I have a Visual Studio project.
It requires the Newtonsoft.Json library.
It is referenced with the NuGet package manager of Visual Studio 2017.
Actually the version 10.0.3.
This project is referencing the NuGet package LibA and LibB.
LibA uses Newtonsoft.Json version 8 and this is defined in the package.nuspec:
<dependency id="RestSharp" version="105.2.3" />
<dependency id="Newtonsoft.Json" version="8.0.3" />
<dependency id="CommonServiceLocator" version="1.3" />
LibB uses NewtonSoft.Json version 10 and this is defined in the package.nuspec:
<dependency id="RestSharp" version="105.1" />
<dependency id="Newtonsoft.Json" version="10.0.3" />
When I update the LibA package (for example from version 1.1 to 1.2) using the NuGet Package Manager of Visual Studio 2017 (on the solution) it updates the reference of the LibA package as expected in the .csproj file:
- <HintPath>..\packages\LibA.1.1\lib\net40\MyService.dll</HintPath>
+ <HintPath>..\packages\LibA.1.2\lib\net40\MyService.dll</HintPath>
but it also update the reference of the Newtonsoft.Json library:
- <Reference Include="Newtonsoft.Json, Version=10.0.0.0, Culture=neutral, PublicKeyToken=30ad4fe6b2a6aeed, processorArchitecture=MSIL">
- <HintPath>..\packages\Newtonsoft.Json.10.0.3\lib\net45\Newtonsoft.Json.dll</HintPath>
+ <Reference Include="Newtonsoft.Json, Version=8.0.0.0, Culture=neutral, PublicKeyToken=30ad4fe6b2a6aeed, processorArchitecture=MSIL">
+ <HintPath>..\packages\LibA.1.2\lib\net40\\Newtonsoft.Json.dll</HintPath>
and the app/web.config file:
- <bindingRedirect oldVersion="0.0.0.0-10.0.0.0" newVersion="10.0.0.0" />
+ <bindingRedirect oldVersion="0.0.0.0-8.0.0.0" newVersion="8.0.0.0" />
It also update correctly the LibA reference in the package.config:
- <package id="LibA.MyService" version="1.1" targetFramework="net45" />
+ <package id="LibA.MyService" version="1.2" targetFramework="net45" />
but it leaves the WRONG reference to the Newtonsoft.Json library version:
<package id="Newtonsoft.Json" version="10.0.3" targetFramework="net47" />
I complain about 2 things:
If I open the NuGet Package Manager it is showing that I'm using the Newtonsoft.Json version 10.0.3 in the current project:
this is not true because when I build the solution in the bin folder it is stored version 8.0.3
and it is not possible to update the Newtonsoft.Json because it is "already" updated.

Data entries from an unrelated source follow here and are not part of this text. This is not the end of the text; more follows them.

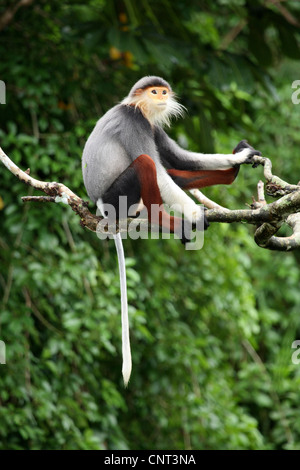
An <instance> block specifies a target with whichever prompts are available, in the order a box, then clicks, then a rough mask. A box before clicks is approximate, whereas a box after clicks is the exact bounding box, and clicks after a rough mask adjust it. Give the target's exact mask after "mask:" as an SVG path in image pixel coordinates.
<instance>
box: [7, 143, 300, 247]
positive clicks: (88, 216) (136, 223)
mask: <svg viewBox="0 0 300 470" xmlns="http://www.w3.org/2000/svg"><path fill="white" fill-rule="evenodd" d="M0 161H1V162H2V163H3V164H4V165H5V166H6V168H7V169H8V170H9V171H10V172H11V173H12V174H14V175H15V176H16V177H17V178H18V179H19V180H20V181H22V182H23V183H25V184H28V185H30V186H32V187H33V188H35V189H38V190H39V191H42V192H44V193H45V194H46V196H25V197H23V198H22V200H23V201H24V202H43V203H44V202H52V203H58V202H62V203H64V204H67V205H69V206H70V207H71V209H72V210H73V211H74V212H75V213H76V214H77V215H79V217H80V224H81V225H82V226H83V227H86V228H88V229H89V230H91V231H93V232H97V231H99V230H100V231H101V232H102V233H106V234H107V235H108V234H109V233H111V232H109V231H108V227H107V226H105V225H104V224H101V226H100V228H99V222H100V221H101V220H102V219H103V218H102V217H100V216H97V215H94V214H92V213H91V212H90V211H89V209H88V203H87V202H85V201H84V200H83V199H81V198H80V197H78V196H77V195H76V194H75V193H73V192H72V191H71V190H70V189H69V188H68V187H67V186H65V185H64V184H61V183H57V182H46V181H40V180H37V179H35V178H32V177H31V176H30V175H29V170H26V172H25V171H22V170H21V169H20V168H19V167H17V165H15V164H14V163H13V162H12V160H11V159H10V158H9V157H8V156H7V155H6V154H5V153H4V152H3V150H2V149H1V148H0ZM253 163H254V164H255V165H258V164H259V165H263V166H264V176H265V178H266V180H267V188H272V190H271V194H272V196H274V194H275V193H276V194H278V192H280V194H284V195H283V196H282V197H280V199H278V200H276V201H275V202H273V203H271V204H267V203H266V201H265V198H264V193H263V184H262V182H259V183H258V201H257V202H256V201H255V203H254V204H252V205H251V208H250V209H243V210H241V209H239V210H229V209H227V208H225V207H222V206H219V205H218V204H216V203H214V202H213V201H211V200H209V199H208V198H206V197H205V196H203V194H202V193H201V192H200V191H198V193H197V191H196V192H193V194H194V196H196V197H197V196H198V199H200V200H201V202H204V203H205V202H207V201H208V204H209V205H210V207H214V208H213V209H210V210H207V211H206V216H207V218H208V220H209V222H221V223H233V222H247V223H249V224H254V225H256V226H257V228H256V231H255V235H254V240H255V242H256V243H257V244H258V245H259V246H260V247H262V248H267V249H271V250H279V251H290V250H295V249H297V248H299V247H300V186H299V185H290V184H288V183H286V182H285V181H283V180H281V179H280V178H278V177H277V176H274V175H273V174H272V163H271V161H270V160H269V159H267V158H263V157H258V156H257V157H253ZM274 187H276V190H274ZM205 199H206V201H205ZM133 221H134V225H136V224H140V225H142V226H143V228H145V227H146V228H150V225H149V224H148V222H147V220H140V219H132V218H128V219H126V220H123V221H119V223H118V226H117V230H120V231H127V230H128V228H130V224H131V223H133ZM284 223H286V224H287V225H289V226H290V227H291V228H292V230H293V235H291V236H290V237H275V233H276V232H277V231H278V230H279V228H280V227H281V226H282V225H283V224H284Z"/></svg>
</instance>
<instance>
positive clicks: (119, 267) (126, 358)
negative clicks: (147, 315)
mask: <svg viewBox="0 0 300 470" xmlns="http://www.w3.org/2000/svg"><path fill="white" fill-rule="evenodd" d="M97 207H98V209H99V211H100V212H101V214H102V215H103V217H105V215H104V209H103V202H102V200H101V199H98V201H97ZM113 237H114V242H115V246H116V250H117V255H118V263H119V273H120V290H121V323H122V357H123V364H122V375H123V380H124V384H125V387H127V385H128V382H129V379H130V375H131V369H132V361H131V350H130V339H129V319H128V301H127V281H126V268H125V256H124V249H123V243H122V237H121V234H120V232H119V233H117V234H116V235H113Z"/></svg>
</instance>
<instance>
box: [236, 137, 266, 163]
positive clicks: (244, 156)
mask: <svg viewBox="0 0 300 470" xmlns="http://www.w3.org/2000/svg"><path fill="white" fill-rule="evenodd" d="M232 153H234V154H238V155H237V160H239V161H237V162H236V165H241V164H242V163H246V164H252V163H253V161H252V157H254V155H261V152H259V151H258V150H255V149H254V148H253V147H251V145H249V144H248V142H247V140H241V141H240V142H239V143H238V144H237V146H236V147H235V148H234V149H233V152H232ZM257 166H258V163H254V164H253V165H252V167H253V168H256V167H257Z"/></svg>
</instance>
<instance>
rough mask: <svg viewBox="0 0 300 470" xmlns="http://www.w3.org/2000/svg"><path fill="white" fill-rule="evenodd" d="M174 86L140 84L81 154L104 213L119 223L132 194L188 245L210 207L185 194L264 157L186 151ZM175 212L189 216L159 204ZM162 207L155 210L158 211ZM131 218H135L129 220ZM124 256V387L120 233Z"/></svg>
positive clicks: (84, 147) (93, 187)
mask: <svg viewBox="0 0 300 470" xmlns="http://www.w3.org/2000/svg"><path fill="white" fill-rule="evenodd" d="M184 110H185V108H184V106H182V105H181V104H180V103H179V102H178V101H177V99H176V95H175V93H174V92H173V90H172V88H171V86H170V84H169V83H168V82H167V81H166V80H164V79H163V78H161V77H157V76H146V77H143V78H141V79H140V80H138V81H137V82H136V83H135V85H134V86H133V87H132V88H131V90H130V92H129V94H128V96H127V97H125V98H124V99H123V101H121V102H120V103H119V104H117V105H115V106H114V107H113V108H111V109H110V110H109V111H107V112H106V114H104V116H102V117H101V118H100V119H99V120H98V122H97V123H96V126H95V127H94V129H93V131H92V133H91V134H90V136H89V137H88V139H87V142H86V144H85V146H84V149H83V155H82V172H83V181H84V185H85V188H86V191H87V194H88V196H89V197H90V199H91V200H92V201H93V202H94V203H96V205H97V207H98V209H99V211H100V213H101V214H102V215H103V216H106V215H107V211H106V210H105V207H107V206H112V207H113V208H114V209H115V215H116V219H119V216H120V210H119V197H120V196H126V197H127V199H128V207H131V206H134V205H137V204H139V203H140V204H143V205H144V206H145V207H146V208H147V210H148V220H149V222H150V223H156V224H157V225H159V226H160V227H161V228H164V227H167V228H168V229H169V230H170V231H171V232H173V233H175V234H178V236H179V238H180V239H181V241H182V242H183V243H186V242H187V241H189V237H188V236H186V234H185V231H183V223H184V221H186V220H187V221H188V223H189V224H190V226H191V227H193V226H195V224H196V227H197V223H198V222H199V221H202V227H203V228H204V229H207V227H208V225H209V224H208V221H207V218H206V216H205V214H204V213H203V208H202V207H201V206H200V205H198V204H196V203H195V202H194V200H193V199H191V198H190V197H189V196H188V195H187V193H186V192H185V190H188V189H192V188H202V187H205V186H211V185H215V184H231V183H232V182H233V181H234V180H235V178H236V176H237V174H238V172H239V167H240V165H241V164H244V163H251V162H252V157H253V156H254V155H261V153H260V152H258V151H257V150H255V149H253V147H251V146H250V145H249V144H248V143H247V141H245V140H243V141H241V142H240V143H239V144H238V145H237V146H236V148H235V149H234V151H233V154H224V155H223V154H202V153H195V152H191V151H188V150H185V149H183V148H181V147H180V146H179V145H178V144H177V143H176V142H175V141H174V140H172V139H171V138H170V137H169V136H168V135H167V133H166V132H165V130H164V127H169V126H170V122H171V118H172V117H181V116H182V115H183V113H184ZM163 203H164V204H166V205H168V206H172V205H173V204H174V203H176V207H177V208H178V207H179V210H180V212H181V214H182V216H183V217H180V216H179V217H175V216H171V215H169V214H168V212H167V211H165V210H164V209H163V208H162V209H159V210H157V211H151V208H152V207H153V206H154V205H157V207H158V206H159V207H162V204H163ZM155 207H156V206H155ZM127 215H128V214H127ZM113 238H114V241H115V245H116V250H117V254H118V264H119V273H120V288H121V319H122V356H123V365H122V374H123V380H124V384H125V387H126V386H127V385H128V382H129V378H130V375H131V369H132V360H131V349H130V339H129V321H128V305H127V292H126V271H125V258H124V251H123V245H122V238H121V235H120V233H116V234H114V235H113Z"/></svg>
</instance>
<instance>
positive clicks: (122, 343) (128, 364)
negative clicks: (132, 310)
mask: <svg viewBox="0 0 300 470" xmlns="http://www.w3.org/2000/svg"><path fill="white" fill-rule="evenodd" d="M113 237H114V241H115V245H116V250H117V255H118V262H119V272H120V289H121V319H122V356H123V365H122V374H123V380H124V384H125V387H127V385H128V382H129V379H130V374H131V369H132V361H131V350H130V339H129V320H128V302H127V283H126V269H125V256H124V249H123V243H122V237H121V234H120V233H117V234H116V235H114V236H113Z"/></svg>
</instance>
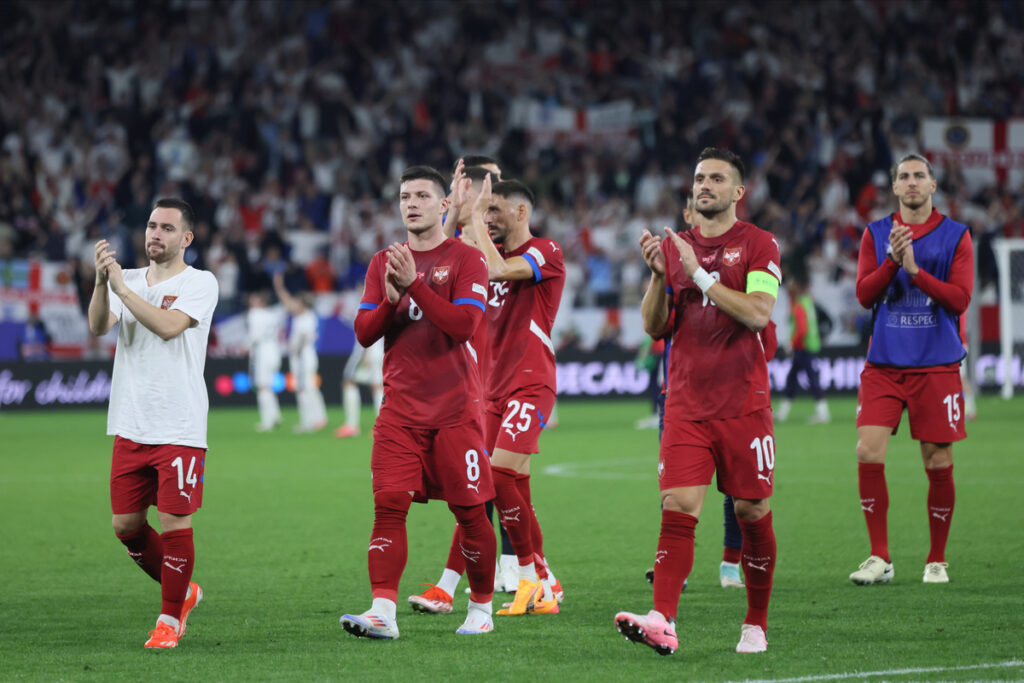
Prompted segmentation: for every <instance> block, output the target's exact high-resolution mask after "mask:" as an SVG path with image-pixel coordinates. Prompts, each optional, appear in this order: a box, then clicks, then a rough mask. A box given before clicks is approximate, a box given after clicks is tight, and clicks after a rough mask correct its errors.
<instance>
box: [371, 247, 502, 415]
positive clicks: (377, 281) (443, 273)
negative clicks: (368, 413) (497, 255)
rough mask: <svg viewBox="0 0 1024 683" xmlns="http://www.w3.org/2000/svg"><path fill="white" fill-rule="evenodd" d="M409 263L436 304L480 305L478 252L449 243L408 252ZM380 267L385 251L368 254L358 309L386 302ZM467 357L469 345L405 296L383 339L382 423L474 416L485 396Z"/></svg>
mask: <svg viewBox="0 0 1024 683" xmlns="http://www.w3.org/2000/svg"><path fill="white" fill-rule="evenodd" d="M413 258H414V260H415V261H416V271H417V273H418V276H419V278H420V280H422V281H423V282H424V283H425V284H426V285H427V286H429V287H430V289H431V290H433V291H434V293H436V294H437V295H438V296H440V297H441V298H442V299H444V300H446V301H451V302H452V303H454V304H456V305H471V306H477V307H479V308H480V309H481V310H482V309H484V308H485V303H484V302H485V301H486V294H487V287H486V284H487V266H486V262H485V261H484V260H483V257H482V256H481V255H480V252H479V251H478V250H476V249H474V248H472V247H469V246H467V245H464V244H462V243H461V242H459V241H458V240H451V239H450V240H445V241H444V242H443V243H441V245H440V246H438V247H436V248H434V249H432V250H430V251H426V252H421V251H414V252H413ZM386 262H387V259H386V253H385V252H383V251H381V252H377V254H375V255H374V258H373V260H372V261H371V262H370V267H369V268H368V270H367V288H366V291H365V292H364V294H362V300H361V302H360V303H359V308H371V309H372V308H376V307H377V305H378V304H380V303H381V302H382V301H384V300H385V299H386V298H387V295H386V293H385V291H384V272H385V270H384V266H385V264H386ZM480 325H483V322H482V321H481V323H480ZM473 356H474V354H473V352H472V351H471V350H470V348H469V346H468V344H466V343H457V342H456V340H454V339H453V338H452V337H450V336H449V335H447V334H445V333H444V332H443V331H442V330H441V329H440V328H438V327H437V326H436V325H434V324H433V323H431V321H430V318H429V317H427V316H426V315H425V314H424V312H423V310H422V309H421V308H420V307H419V306H418V305H417V304H416V302H415V300H414V299H413V298H412V297H410V295H409V293H408V292H407V293H406V294H404V295H402V297H401V300H400V301H399V302H398V309H397V312H395V315H394V318H393V319H392V321H391V325H390V327H389V328H388V330H387V332H386V333H385V335H384V403H383V405H381V414H380V417H381V419H382V420H387V421H388V422H390V423H391V424H398V425H402V426H407V427H424V428H431V429H433V428H437V427H447V426H452V425H457V424H461V423H464V422H468V421H470V420H477V419H480V418H481V416H482V397H483V391H482V384H481V378H480V373H479V370H478V368H477V362H476V359H475V358H474V357H473Z"/></svg>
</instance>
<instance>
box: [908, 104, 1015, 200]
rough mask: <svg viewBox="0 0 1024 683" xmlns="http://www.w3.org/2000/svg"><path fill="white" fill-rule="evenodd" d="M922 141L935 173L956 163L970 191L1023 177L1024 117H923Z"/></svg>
mask: <svg viewBox="0 0 1024 683" xmlns="http://www.w3.org/2000/svg"><path fill="white" fill-rule="evenodd" d="M922 142H923V143H924V146H925V148H924V152H925V156H926V157H928V159H929V160H930V161H931V162H932V164H933V165H934V166H935V167H936V169H935V170H936V173H940V174H941V170H940V169H949V168H952V167H954V166H959V168H961V170H962V171H963V173H964V179H965V180H967V183H968V185H969V186H970V188H971V190H972V191H978V190H980V189H982V188H984V187H989V186H992V185H995V184H1000V185H1007V183H1009V185H1010V186H1011V187H1019V186H1020V184H1021V182H1022V180H1024V119H1001V120H993V119H956V118H950V117H931V118H926V119H925V120H924V123H923V126H922Z"/></svg>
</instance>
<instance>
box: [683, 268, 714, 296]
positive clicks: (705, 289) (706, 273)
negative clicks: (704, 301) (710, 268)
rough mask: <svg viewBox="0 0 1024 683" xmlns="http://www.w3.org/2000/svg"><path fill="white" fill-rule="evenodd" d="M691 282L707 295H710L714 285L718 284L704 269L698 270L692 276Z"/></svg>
mask: <svg viewBox="0 0 1024 683" xmlns="http://www.w3.org/2000/svg"><path fill="white" fill-rule="evenodd" d="M690 280H692V281H693V284H694V285H696V286H697V287H699V288H700V291H701V292H703V293H705V294H707V293H708V290H710V289H711V286H712V285H714V284H715V283H717V282H718V281H717V280H715V279H714V278H712V275H711V273H710V272H708V271H707V270H705V269H703V268H697V269H696V270H695V271H694V273H693V274H692V275H690Z"/></svg>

Furthermore my project and the LibB that needs the vesion 10 are actually using version 8.
I cannot decide to maintain the version 10 automatically, actually I have to merge and correct manually all the .config and .csproj files !
There is a way to avoid this nightmare?
Extra info.
The project and the LibB are set on .Net 4.7.
LibA is still on .Net 4.5.
LibA and LibB are deployed in the company NuGet repository.
[Update]
As suggested in the comments I'll try to NOT include the Newtonsoft.Json library in the LibA (and LibB) packages. Actually it happens because of this (I think):
<files>
<file src="bin\$configuration$\**\*.*" exclude="**\*.pdb" target="lib\net40"/>
</files>
I changed it to this:
<files>
<file src="bin\$configuration$\**\MyCompany.*.*" exclude="**\*.pdb" target="lib\net40"/>
</files>
and it works, the Newtonsoft.Json package is taken from NuGet.
Your first complaint is not correct. The NuGet Package Manager shows you what version of the NuGet package, not the version number embedded in the DLL. You could argue that the Package Manager should detect this, but it's really an edge case caused by a bad LibA package.
You are correct about the fix: <file src="bin\$configuration$\**\*.*" exclude="**\*.pdb" target="lib\net40"/> should not be used.
Ideally, you only include the assemblies produced by building the project. If you include dependencies, both internal (e.g. MyCompany.Common.dll) or external (e.g. OtherCompany.dll), you risk running into this problem. Put the dependencies on an internal NuGet server.